Pin-up girls on the Avenue

Rebecca V Gallery goes ‘50s nudes

By Jessica Corey-Butler on June 7, 2007

Once upon a time Anthony Valenzuela collected black and white photos, the kind that were slid across the newspaper shop counter covertly wrapped in paper. These risqué, pre-Hustler, post-Betty Grable girlie photos made it into the trembling hands of their purchasers and then, years later, into Valenzuela’s.

Not content with the photos themselves, Valenzuela began collecting the negatives from these photo sessions, and has amassed a collection, to date, of 3,000.

Finally succumbing to peer pressure, Valenzuela put together a show of 40 images rendered in archival giclee print on canvas. While the Rebecca V Gallery will sell any of the images, they will not print more than 10, and Valenzuela will keep the negatives to prevent mass distribution of any single image.

The show opening on June 2 featured some real live pin-up girls provided by Rob Butler of RJB Photo.

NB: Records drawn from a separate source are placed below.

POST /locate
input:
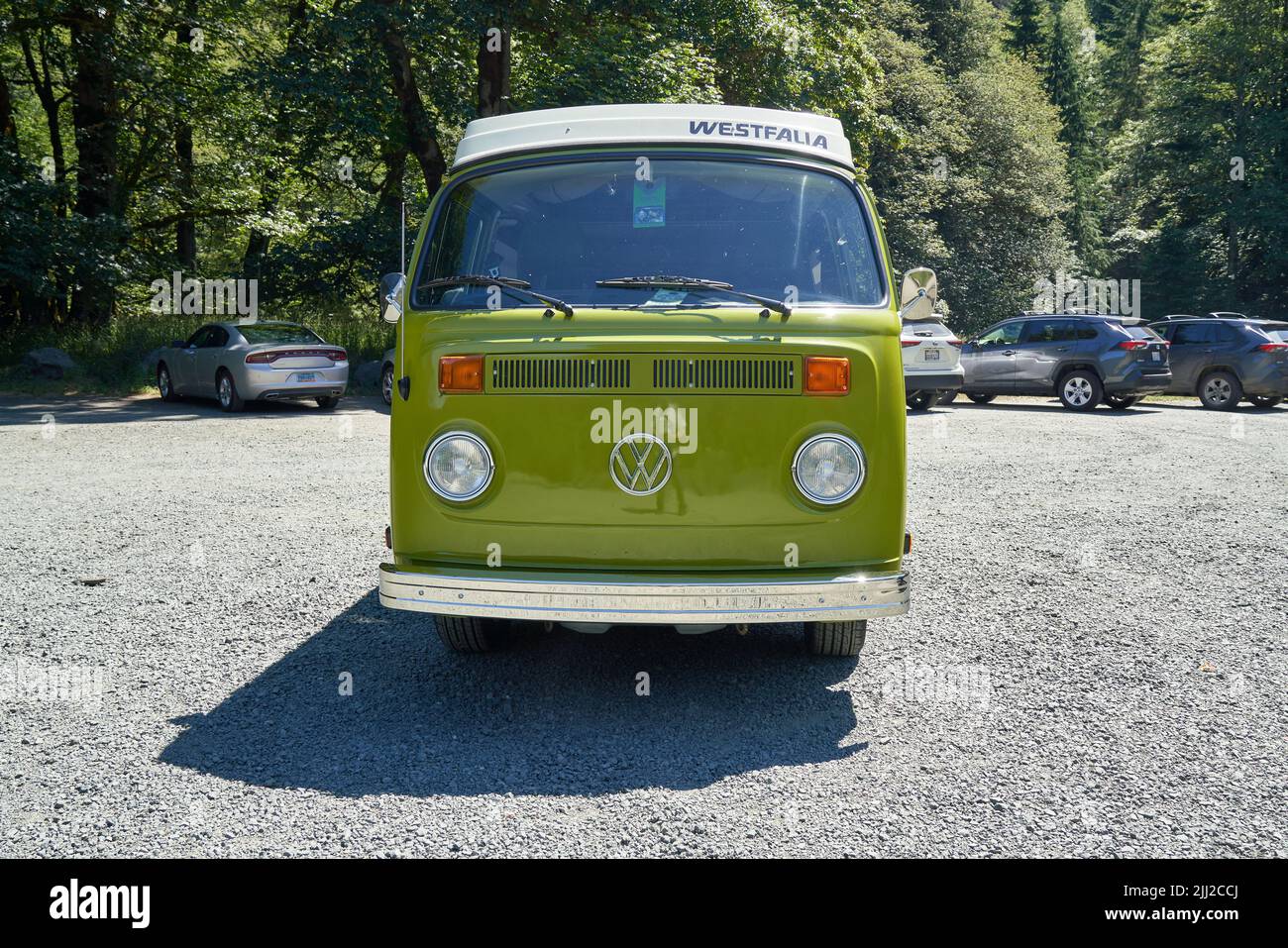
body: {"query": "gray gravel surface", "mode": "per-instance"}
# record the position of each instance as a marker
(1094, 664)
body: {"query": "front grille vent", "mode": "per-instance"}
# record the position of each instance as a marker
(725, 373)
(561, 373)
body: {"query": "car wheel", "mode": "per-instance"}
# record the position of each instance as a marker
(165, 384)
(227, 390)
(471, 634)
(386, 384)
(1220, 390)
(1122, 401)
(836, 638)
(1080, 390)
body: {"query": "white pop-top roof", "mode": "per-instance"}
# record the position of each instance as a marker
(800, 133)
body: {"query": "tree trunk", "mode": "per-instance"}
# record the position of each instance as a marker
(185, 228)
(44, 89)
(95, 120)
(493, 62)
(419, 129)
(257, 245)
(8, 130)
(389, 204)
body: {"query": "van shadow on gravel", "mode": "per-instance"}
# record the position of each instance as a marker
(557, 714)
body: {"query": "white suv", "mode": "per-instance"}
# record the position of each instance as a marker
(931, 363)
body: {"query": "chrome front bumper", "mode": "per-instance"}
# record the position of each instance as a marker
(568, 599)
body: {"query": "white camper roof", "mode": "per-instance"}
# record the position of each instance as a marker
(799, 133)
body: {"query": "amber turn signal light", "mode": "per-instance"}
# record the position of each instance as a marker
(827, 375)
(460, 373)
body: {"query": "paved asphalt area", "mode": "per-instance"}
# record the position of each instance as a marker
(1094, 664)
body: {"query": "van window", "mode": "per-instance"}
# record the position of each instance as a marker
(562, 227)
(1006, 334)
(1193, 334)
(1050, 331)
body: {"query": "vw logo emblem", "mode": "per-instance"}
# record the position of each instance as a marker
(640, 464)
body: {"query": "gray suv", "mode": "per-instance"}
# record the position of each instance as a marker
(1225, 359)
(1080, 359)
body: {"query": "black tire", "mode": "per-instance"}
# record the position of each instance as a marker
(1122, 401)
(1220, 390)
(386, 384)
(226, 389)
(842, 639)
(1080, 389)
(471, 634)
(165, 382)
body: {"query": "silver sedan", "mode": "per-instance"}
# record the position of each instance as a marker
(239, 363)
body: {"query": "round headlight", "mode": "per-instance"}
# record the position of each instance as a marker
(828, 468)
(459, 467)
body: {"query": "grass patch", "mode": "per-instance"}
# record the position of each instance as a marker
(114, 360)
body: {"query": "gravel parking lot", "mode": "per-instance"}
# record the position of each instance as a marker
(1094, 664)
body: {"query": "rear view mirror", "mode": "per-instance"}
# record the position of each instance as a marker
(918, 294)
(391, 286)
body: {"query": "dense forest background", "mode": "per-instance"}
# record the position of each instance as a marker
(1006, 142)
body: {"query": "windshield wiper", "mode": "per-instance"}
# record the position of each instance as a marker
(665, 282)
(509, 282)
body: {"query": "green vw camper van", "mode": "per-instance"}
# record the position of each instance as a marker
(648, 372)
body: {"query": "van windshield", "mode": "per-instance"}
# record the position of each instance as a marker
(768, 230)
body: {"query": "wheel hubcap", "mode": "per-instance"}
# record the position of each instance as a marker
(1077, 390)
(1218, 390)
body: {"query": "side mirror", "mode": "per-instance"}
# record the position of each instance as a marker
(391, 286)
(918, 294)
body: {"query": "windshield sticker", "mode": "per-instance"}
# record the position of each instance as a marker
(666, 298)
(649, 209)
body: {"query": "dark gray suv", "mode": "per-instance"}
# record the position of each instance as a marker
(1225, 359)
(1080, 359)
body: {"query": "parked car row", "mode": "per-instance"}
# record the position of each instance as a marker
(1085, 360)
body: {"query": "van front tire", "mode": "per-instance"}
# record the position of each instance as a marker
(1080, 390)
(1220, 390)
(841, 639)
(471, 634)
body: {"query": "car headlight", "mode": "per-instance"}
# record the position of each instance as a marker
(828, 468)
(459, 467)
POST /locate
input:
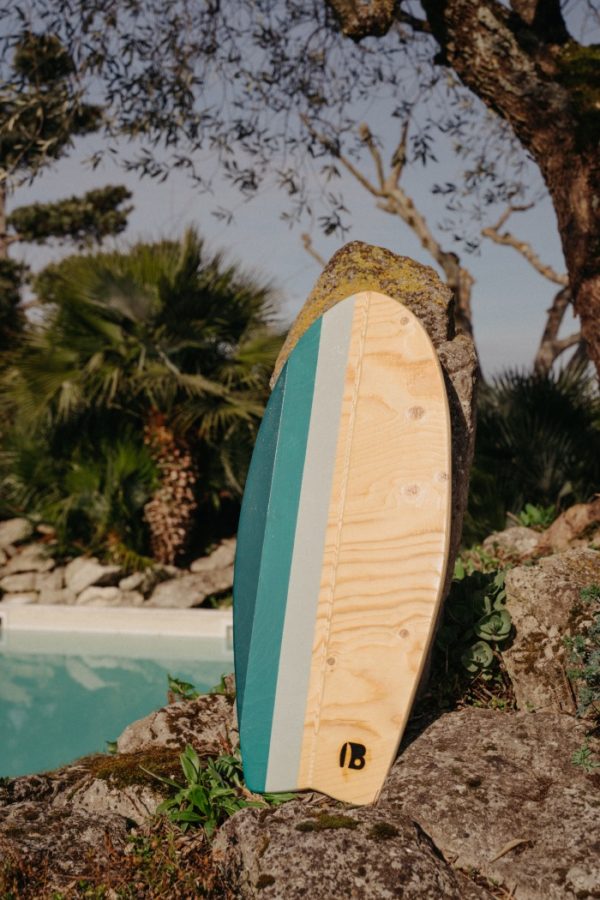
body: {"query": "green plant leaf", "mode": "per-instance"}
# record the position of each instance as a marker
(494, 627)
(477, 657)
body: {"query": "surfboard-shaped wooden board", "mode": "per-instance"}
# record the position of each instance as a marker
(341, 553)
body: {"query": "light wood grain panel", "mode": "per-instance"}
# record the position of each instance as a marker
(385, 548)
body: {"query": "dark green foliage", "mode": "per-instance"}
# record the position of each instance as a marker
(579, 71)
(537, 517)
(92, 491)
(476, 622)
(538, 442)
(42, 106)
(85, 220)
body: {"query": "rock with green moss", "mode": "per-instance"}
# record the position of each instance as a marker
(362, 267)
(546, 605)
(302, 850)
(208, 724)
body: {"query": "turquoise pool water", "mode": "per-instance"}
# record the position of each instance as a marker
(65, 695)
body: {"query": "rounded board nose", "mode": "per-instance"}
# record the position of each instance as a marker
(341, 551)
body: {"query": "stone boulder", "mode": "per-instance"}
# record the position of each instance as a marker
(13, 531)
(221, 558)
(208, 724)
(362, 267)
(191, 590)
(499, 793)
(544, 601)
(85, 571)
(577, 526)
(516, 542)
(492, 794)
(31, 559)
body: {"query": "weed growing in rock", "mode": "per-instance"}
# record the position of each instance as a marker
(537, 517)
(590, 594)
(476, 621)
(213, 791)
(327, 822)
(585, 759)
(466, 666)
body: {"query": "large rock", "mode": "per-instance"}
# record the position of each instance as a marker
(12, 531)
(31, 559)
(221, 558)
(24, 581)
(190, 590)
(361, 267)
(544, 601)
(516, 542)
(83, 571)
(301, 851)
(499, 793)
(577, 526)
(208, 724)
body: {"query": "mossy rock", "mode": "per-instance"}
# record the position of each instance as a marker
(362, 267)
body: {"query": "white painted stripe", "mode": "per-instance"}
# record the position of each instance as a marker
(305, 574)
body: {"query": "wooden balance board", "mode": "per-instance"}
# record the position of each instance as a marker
(341, 552)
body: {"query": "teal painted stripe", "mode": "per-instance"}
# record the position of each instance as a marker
(251, 533)
(269, 614)
(307, 562)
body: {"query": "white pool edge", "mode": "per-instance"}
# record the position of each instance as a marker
(128, 620)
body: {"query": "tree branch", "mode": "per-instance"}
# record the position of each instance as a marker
(308, 246)
(508, 239)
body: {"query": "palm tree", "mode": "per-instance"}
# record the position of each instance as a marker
(165, 337)
(538, 442)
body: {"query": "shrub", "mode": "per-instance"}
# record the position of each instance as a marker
(538, 443)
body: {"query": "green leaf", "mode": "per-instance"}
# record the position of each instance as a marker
(477, 657)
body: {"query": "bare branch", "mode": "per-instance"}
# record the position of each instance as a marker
(551, 346)
(399, 157)
(308, 246)
(354, 171)
(508, 239)
(367, 138)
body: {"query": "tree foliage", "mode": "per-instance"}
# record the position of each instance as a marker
(538, 442)
(162, 330)
(84, 220)
(253, 83)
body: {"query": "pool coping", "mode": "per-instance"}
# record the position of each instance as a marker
(122, 619)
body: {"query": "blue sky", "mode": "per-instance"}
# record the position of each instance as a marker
(509, 297)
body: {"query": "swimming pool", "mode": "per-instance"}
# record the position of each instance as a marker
(65, 693)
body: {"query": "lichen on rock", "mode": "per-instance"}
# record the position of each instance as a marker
(361, 267)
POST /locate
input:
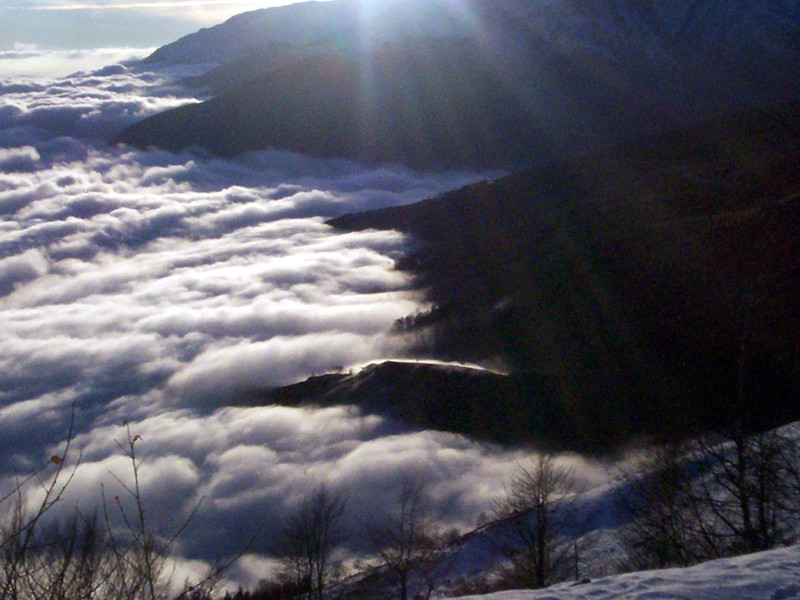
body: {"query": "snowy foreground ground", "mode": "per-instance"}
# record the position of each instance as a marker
(773, 575)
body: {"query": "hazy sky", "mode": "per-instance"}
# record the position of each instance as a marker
(67, 24)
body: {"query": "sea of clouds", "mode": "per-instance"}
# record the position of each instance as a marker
(147, 290)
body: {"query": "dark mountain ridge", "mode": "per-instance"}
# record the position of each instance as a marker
(654, 285)
(502, 83)
(485, 405)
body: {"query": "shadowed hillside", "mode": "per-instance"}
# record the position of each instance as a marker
(654, 283)
(493, 83)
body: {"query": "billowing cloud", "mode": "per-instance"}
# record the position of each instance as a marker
(154, 288)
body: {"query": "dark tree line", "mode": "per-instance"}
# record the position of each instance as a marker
(714, 496)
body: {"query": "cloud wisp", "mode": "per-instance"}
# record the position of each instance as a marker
(152, 288)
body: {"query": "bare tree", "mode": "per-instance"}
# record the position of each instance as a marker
(663, 521)
(310, 538)
(711, 497)
(535, 512)
(406, 539)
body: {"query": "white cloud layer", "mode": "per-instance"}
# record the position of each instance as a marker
(154, 288)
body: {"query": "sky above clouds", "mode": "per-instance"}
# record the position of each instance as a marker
(55, 38)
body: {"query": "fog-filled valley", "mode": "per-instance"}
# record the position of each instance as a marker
(501, 293)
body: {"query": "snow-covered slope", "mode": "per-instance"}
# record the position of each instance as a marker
(772, 575)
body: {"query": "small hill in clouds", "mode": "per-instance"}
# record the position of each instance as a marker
(483, 404)
(480, 83)
(644, 282)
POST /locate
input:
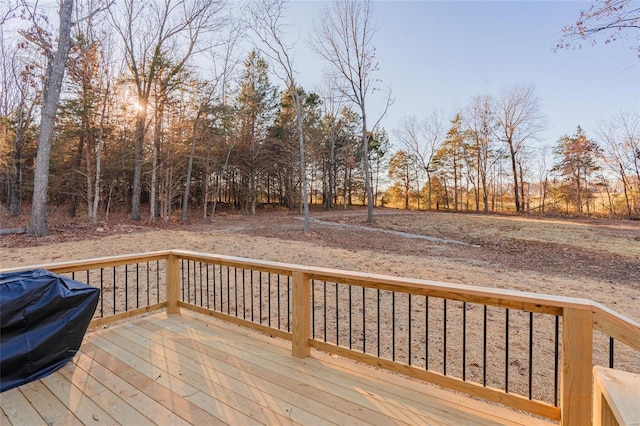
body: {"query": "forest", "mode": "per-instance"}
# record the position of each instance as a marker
(173, 109)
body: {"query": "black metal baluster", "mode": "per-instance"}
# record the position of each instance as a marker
(201, 286)
(337, 317)
(278, 301)
(126, 288)
(325, 311)
(157, 281)
(364, 327)
(393, 325)
(484, 348)
(555, 363)
(313, 309)
(269, 297)
(182, 275)
(208, 294)
(530, 354)
(244, 295)
(464, 341)
(350, 318)
(221, 282)
(610, 352)
(409, 329)
(426, 332)
(378, 320)
(101, 292)
(444, 340)
(506, 351)
(137, 285)
(213, 285)
(260, 295)
(195, 284)
(148, 284)
(114, 290)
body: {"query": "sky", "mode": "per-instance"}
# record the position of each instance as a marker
(439, 54)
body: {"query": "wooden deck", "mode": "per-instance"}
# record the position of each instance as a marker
(189, 369)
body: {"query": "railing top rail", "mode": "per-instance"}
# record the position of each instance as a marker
(79, 265)
(618, 326)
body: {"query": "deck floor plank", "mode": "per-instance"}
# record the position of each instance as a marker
(150, 408)
(262, 368)
(255, 399)
(191, 369)
(281, 362)
(18, 410)
(47, 405)
(80, 404)
(170, 399)
(117, 407)
(228, 405)
(419, 399)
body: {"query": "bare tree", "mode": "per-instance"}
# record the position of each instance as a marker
(480, 117)
(612, 18)
(152, 34)
(265, 20)
(344, 38)
(620, 138)
(421, 139)
(519, 119)
(19, 97)
(56, 61)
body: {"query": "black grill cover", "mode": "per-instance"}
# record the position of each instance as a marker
(43, 318)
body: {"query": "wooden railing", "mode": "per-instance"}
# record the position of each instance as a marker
(399, 324)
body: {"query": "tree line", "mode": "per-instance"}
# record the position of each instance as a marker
(487, 159)
(160, 109)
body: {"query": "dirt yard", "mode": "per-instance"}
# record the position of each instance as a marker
(597, 259)
(593, 259)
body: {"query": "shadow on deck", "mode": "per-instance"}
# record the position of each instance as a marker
(191, 369)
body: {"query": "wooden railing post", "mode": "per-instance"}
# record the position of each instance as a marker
(577, 364)
(300, 314)
(173, 284)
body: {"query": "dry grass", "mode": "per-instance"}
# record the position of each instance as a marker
(599, 260)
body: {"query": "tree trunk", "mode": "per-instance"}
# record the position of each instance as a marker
(75, 181)
(137, 170)
(514, 170)
(96, 191)
(303, 168)
(187, 186)
(15, 198)
(365, 160)
(55, 72)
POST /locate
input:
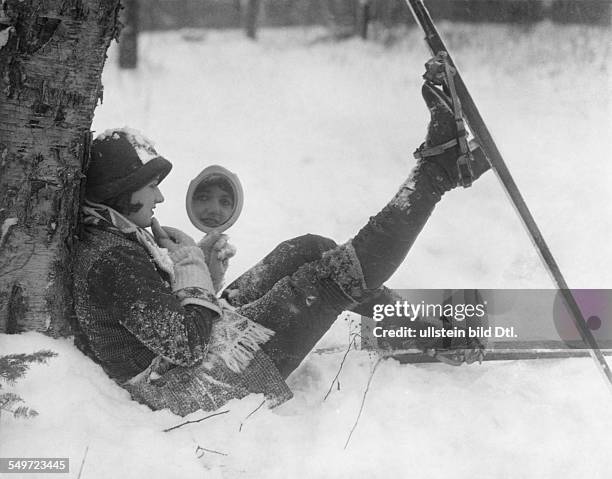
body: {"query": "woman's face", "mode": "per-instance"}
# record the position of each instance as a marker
(148, 196)
(212, 205)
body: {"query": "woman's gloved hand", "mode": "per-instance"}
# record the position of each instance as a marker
(217, 252)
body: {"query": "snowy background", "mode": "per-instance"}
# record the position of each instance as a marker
(321, 135)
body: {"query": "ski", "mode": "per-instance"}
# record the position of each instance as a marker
(484, 138)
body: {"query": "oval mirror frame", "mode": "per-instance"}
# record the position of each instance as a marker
(215, 170)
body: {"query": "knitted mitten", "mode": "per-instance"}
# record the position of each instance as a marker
(192, 281)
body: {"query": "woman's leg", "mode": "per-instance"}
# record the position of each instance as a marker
(284, 260)
(301, 307)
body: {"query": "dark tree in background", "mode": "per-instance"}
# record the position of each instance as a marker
(51, 58)
(128, 43)
(252, 12)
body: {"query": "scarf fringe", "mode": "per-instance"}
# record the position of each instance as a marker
(235, 339)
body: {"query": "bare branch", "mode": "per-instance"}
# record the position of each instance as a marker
(365, 393)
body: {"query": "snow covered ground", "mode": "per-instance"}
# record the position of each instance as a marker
(321, 134)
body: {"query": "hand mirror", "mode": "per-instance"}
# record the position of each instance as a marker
(214, 199)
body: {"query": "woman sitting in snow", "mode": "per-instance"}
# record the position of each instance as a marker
(147, 306)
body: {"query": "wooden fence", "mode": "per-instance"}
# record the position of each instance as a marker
(172, 14)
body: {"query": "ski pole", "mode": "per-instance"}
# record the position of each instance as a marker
(484, 138)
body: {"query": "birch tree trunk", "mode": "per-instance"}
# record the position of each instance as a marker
(51, 59)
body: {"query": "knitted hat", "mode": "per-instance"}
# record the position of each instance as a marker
(122, 160)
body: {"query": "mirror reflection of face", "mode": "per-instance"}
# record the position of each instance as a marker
(213, 205)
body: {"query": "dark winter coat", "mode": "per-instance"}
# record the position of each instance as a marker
(131, 323)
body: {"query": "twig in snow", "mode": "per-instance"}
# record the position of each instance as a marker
(250, 414)
(365, 393)
(200, 448)
(83, 462)
(352, 339)
(193, 422)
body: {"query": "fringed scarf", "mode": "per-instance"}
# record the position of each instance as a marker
(234, 338)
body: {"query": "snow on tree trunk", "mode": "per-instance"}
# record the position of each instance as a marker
(128, 44)
(51, 59)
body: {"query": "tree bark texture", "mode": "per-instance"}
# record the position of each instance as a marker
(252, 13)
(51, 59)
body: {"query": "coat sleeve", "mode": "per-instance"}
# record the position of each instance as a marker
(124, 281)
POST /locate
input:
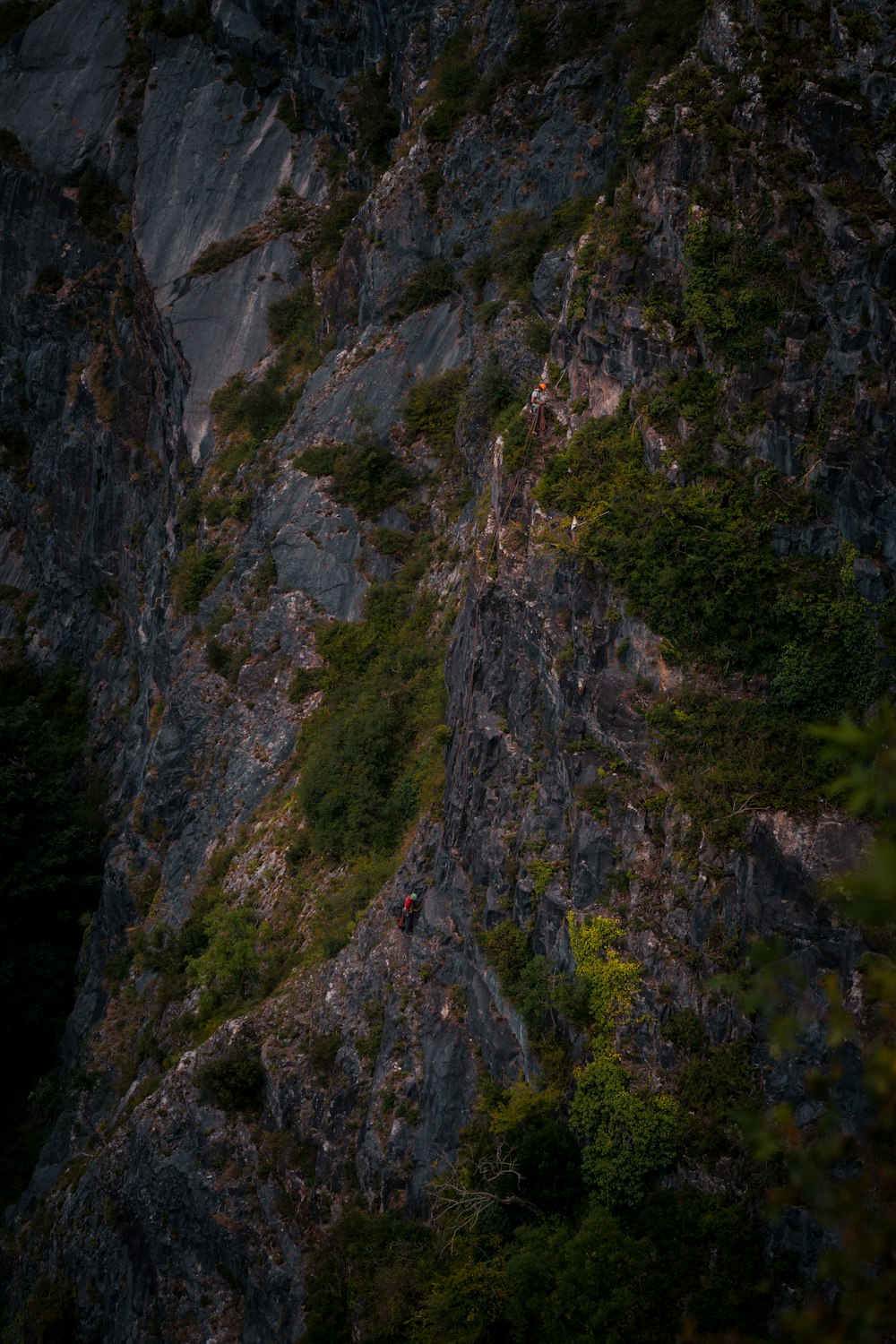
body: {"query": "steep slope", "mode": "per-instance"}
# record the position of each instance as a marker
(441, 206)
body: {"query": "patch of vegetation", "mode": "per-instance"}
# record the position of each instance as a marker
(225, 253)
(392, 543)
(47, 280)
(330, 231)
(432, 410)
(97, 198)
(696, 559)
(226, 659)
(293, 112)
(367, 99)
(728, 757)
(452, 88)
(236, 1081)
(252, 413)
(429, 285)
(368, 757)
(303, 683)
(363, 475)
(734, 288)
(198, 572)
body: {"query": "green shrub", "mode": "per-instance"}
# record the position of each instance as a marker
(477, 276)
(734, 288)
(686, 1031)
(323, 1051)
(292, 112)
(303, 683)
(727, 757)
(228, 967)
(375, 117)
(696, 559)
(10, 142)
(392, 543)
(432, 409)
(365, 475)
(429, 285)
(536, 335)
(332, 228)
(236, 1081)
(258, 409)
(225, 253)
(368, 754)
(452, 88)
(198, 572)
(519, 242)
(292, 322)
(226, 660)
(629, 1139)
(432, 183)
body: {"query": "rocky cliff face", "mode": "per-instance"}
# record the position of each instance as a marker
(136, 140)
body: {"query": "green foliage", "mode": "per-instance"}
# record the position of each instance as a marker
(368, 753)
(228, 969)
(728, 755)
(322, 1053)
(363, 475)
(519, 242)
(696, 559)
(198, 572)
(97, 198)
(180, 21)
(718, 1083)
(225, 253)
(376, 118)
(734, 288)
(538, 335)
(51, 868)
(629, 1139)
(366, 1277)
(657, 38)
(392, 543)
(452, 88)
(432, 409)
(332, 226)
(292, 112)
(236, 1081)
(429, 285)
(842, 1175)
(528, 51)
(611, 980)
(255, 410)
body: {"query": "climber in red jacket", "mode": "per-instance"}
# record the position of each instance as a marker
(409, 913)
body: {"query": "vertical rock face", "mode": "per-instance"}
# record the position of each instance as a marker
(171, 1215)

“It was a great turnout, there was lots of interest,” recalls gallery director Kelly Joseph. “I didn’t see too much shock. I think people either saw the ad or the invitation and were prepared, and genuinely interested.”

The art hanging does show a lot to be interested in, and not just unclothed body parts.

The photos have an informal quality.  Some are subtle and capture a near-innocence reminiscent of Holly Golightly in “Breakfast at Tiffany’s.” Some are less subtle and have an almost tawdry quality that still maintains a vestige of innocence compared to today’s porn.

While the canvasses may be less artsy than Man Ray, they show an awareness of light and composition that renders them artful.

But more arresting than the basic composition and form is the capturing of the women in a time before Botox, liposuction or implants.  Settings that show the potential extemporaneous quality of the photo shoots, with cardboard boxes and space heaters visible in the frames, add candor to the shots, and also leave questions about the photo sessions: Did the women know what they were getting into? Did they have a couple of cocktails and suddenly clothing-optional photography sounded like a good idea?

These women on the canvases are self aware yet comfortable; they wear large lacy underpants under wooly tights, they expose their bottoms, they sport bared breasts while looking in the eye of the camera. Yet you can imagine these women as Girls Friday applying their lipstick in the office buildings where they work, hoping to meet a nice man to settle down and buy appliances with.

As a whole, the show is a titillating peak at a time past, at stories that our mothers or grandmothers might have tried to keep under wraps.